Una delle affermazioni più note del Concilio Vaticano II, che è diventata quasi un mantra nella riflessione successiva, è quella secondo la quale Dio si rivela attraverso «eventi e parole intimamente connessi» (DV2), sottolineando come la storia sia il letto nel quale scorre il fiume della rivelazione e la parola, appunto, capace di offrire una luce per coglierla, per decodificare tutto l’insieme di una realtà a prima vista caotica, ma che invece rivela l’opera di Dio che vuole comunicare se stesso e chiamare gli uomini alla comunione con lui. Ecco, questo collegamento fra eventi e parola è uno dei temi che possiamo ritrovare nella liturgia di questa terza domenica. Il racconto della celebrazione che troviamo nella prima lettura (Ne 8,2-10) offre quasi una guida per ogni santa convocazione: vi è il popolo radunato, l’ascolto della parola, l’invito alla gioia e al rendimento di grazie di sapore quasi eucaristico, i cibi e il buon vino da condividere con gli altri. Non si tratta, però, di un rito elaborato a tavolino: la materia prima di questa convocazione è la lode per l’opera di Dio, la liberazione e il ritorno dall’esilio, un ritorno non certo glorioso, anzi tutti sono abbastanza scalcinati, vi è il sapore della provvisorietà in quella «tribuna di legno costruita per l’occorrenza» (v. 4). Eppure c’è tutto, perché c’è un popolo che ha sperimentato una salvezza inaspettata, che dovrà forse leccarsi ancora molte ferite, eppure è lì, può ascoltare ancora la parola, può ritrovarsi ancora sotto il cielo di Dio. E’ un popolo che deve ripartire, ritrovare nel Signore la forza che lo sostiene ed è la parola che può aprire ad una nuova comprensione della situazione in cui si trova e il cammino fatto, gli ostacoli incontrati e superati per essere qui, oggi.

Anche l’inizio del vangelo di Luca (Lc 1,1-4), con la sottolineatura della ricerca fatta sugli avvenimenti accaduti per rendere ragione della solidità degli insegnamenti ricevuti dal credente sarebbe un semplice esercizio di metodo, pur lodevole e importante, senza una parola, anzi una presenza, che aprisse un senso ulteriore. Il compimento di cui parla Gesù Cristo nella sinagoga (Lc 4,14-21), di per sé, non è neppure la realizzazione di una promessa, il testo di Isaia era già compiuto nel momento in cui il profeta l’ha proclamato, è lui che si sente consacrato e inviato portare il lieto annunzio, eppure è Cristo che apre a un nuovo significato questo annunzio: solo lui può trasformare l’anno dell’ira, annunciato dal profeta, nell’anno della grazia inaugurato con il suo ingresso nel mondo.
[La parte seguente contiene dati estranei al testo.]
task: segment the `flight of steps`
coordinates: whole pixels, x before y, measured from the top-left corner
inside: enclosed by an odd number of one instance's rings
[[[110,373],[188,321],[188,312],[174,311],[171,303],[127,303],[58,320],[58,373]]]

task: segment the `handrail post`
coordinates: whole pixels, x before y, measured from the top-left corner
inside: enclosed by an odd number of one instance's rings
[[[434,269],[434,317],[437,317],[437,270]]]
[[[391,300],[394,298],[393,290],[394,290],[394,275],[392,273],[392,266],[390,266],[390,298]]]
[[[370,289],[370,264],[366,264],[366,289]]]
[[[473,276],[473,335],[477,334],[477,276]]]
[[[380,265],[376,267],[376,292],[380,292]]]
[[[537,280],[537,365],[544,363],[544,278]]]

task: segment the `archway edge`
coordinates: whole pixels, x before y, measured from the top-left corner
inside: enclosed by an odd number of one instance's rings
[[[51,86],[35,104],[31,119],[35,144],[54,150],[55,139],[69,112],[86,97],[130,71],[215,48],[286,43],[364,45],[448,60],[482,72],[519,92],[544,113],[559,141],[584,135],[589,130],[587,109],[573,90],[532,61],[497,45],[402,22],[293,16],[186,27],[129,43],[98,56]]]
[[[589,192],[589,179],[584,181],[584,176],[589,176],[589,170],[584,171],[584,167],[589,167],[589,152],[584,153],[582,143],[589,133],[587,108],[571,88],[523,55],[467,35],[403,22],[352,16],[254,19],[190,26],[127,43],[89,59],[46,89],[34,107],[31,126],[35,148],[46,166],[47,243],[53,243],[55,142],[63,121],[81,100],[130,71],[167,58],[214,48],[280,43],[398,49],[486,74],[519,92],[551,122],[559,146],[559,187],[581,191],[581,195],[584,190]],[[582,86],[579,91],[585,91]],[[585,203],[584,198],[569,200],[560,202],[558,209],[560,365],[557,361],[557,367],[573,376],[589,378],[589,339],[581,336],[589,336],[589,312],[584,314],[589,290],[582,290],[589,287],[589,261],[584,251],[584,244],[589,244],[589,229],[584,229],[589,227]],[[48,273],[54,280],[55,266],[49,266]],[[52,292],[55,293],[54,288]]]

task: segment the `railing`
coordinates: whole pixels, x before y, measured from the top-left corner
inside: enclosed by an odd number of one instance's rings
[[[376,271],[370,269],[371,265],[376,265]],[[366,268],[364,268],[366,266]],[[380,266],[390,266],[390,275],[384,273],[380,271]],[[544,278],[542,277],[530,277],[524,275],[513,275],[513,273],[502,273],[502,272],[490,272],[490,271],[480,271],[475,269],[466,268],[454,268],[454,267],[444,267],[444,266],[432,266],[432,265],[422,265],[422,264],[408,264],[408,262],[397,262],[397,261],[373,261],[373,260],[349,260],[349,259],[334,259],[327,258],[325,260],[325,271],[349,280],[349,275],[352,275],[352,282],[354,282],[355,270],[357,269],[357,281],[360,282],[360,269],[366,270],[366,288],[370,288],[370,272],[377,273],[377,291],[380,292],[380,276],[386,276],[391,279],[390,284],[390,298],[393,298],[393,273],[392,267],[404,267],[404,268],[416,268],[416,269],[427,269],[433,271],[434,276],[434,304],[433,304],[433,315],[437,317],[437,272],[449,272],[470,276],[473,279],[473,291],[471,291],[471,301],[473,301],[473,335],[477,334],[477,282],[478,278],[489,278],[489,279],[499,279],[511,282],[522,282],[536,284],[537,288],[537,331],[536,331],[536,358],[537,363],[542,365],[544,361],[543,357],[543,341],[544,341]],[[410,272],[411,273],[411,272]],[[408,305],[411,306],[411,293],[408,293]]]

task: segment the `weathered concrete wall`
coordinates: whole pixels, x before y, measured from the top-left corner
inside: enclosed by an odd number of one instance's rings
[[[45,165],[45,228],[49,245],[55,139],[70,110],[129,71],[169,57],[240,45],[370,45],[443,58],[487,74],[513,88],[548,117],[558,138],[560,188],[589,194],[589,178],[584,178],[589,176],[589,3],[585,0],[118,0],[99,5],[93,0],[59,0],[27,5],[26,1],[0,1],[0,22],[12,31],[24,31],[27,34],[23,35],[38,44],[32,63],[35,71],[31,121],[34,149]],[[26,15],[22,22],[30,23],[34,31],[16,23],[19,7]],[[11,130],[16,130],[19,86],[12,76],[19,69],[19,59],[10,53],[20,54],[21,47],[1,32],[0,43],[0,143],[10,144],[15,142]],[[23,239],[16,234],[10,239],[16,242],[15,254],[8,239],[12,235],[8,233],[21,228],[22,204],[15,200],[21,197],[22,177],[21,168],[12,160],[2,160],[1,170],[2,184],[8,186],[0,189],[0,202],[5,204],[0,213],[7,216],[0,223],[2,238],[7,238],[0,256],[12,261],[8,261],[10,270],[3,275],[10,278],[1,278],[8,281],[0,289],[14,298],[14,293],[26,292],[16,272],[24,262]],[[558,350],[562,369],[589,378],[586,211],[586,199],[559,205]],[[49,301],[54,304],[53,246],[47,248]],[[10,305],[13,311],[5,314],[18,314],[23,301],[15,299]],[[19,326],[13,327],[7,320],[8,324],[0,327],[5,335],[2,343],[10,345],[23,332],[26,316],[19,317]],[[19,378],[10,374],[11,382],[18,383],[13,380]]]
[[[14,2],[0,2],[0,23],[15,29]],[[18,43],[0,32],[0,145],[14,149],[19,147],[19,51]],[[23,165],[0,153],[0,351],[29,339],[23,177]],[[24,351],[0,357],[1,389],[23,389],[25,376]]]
Del resto anche il brano di Paolo nella seconda lettura (1Cor 12,12-30) ci apre a un senso ulteriore. L’esempio del corpo e delle membra non è una sua invenzione letteraria, forse ricorderemo l’apologo di Menenio Agrippa che studiavamo alle elementari. Eppure qui si tratta di un messaggio assai diverso, al di là della somiglianza dell’immagine: se lì il messaggio era quello di rassegnarsi ad occupare il posto assegnato dalla sorte per l’utilità comune, sacralizzando in qualche modo una struttura umana, qui si ha la relativizzazione di tutto ciò. Certo non tutti sono profeti o maestri, come avviene in qualsiasi corpo sociale, ma è centrale la partecipazione alle gioie e ai dolori non del corpo nella sua interezza, ma delle singole membra, proprio (a detta di Paolo) delle membra meno onorevoli e decorose, che necessitano di maggior cura. Questo differenzia Cristo da Zeus, dall’imperatore, dai dittatori di ogni tempo, questo senso nuovo che egli porta nel mondo, ed è affidato a noi come dono.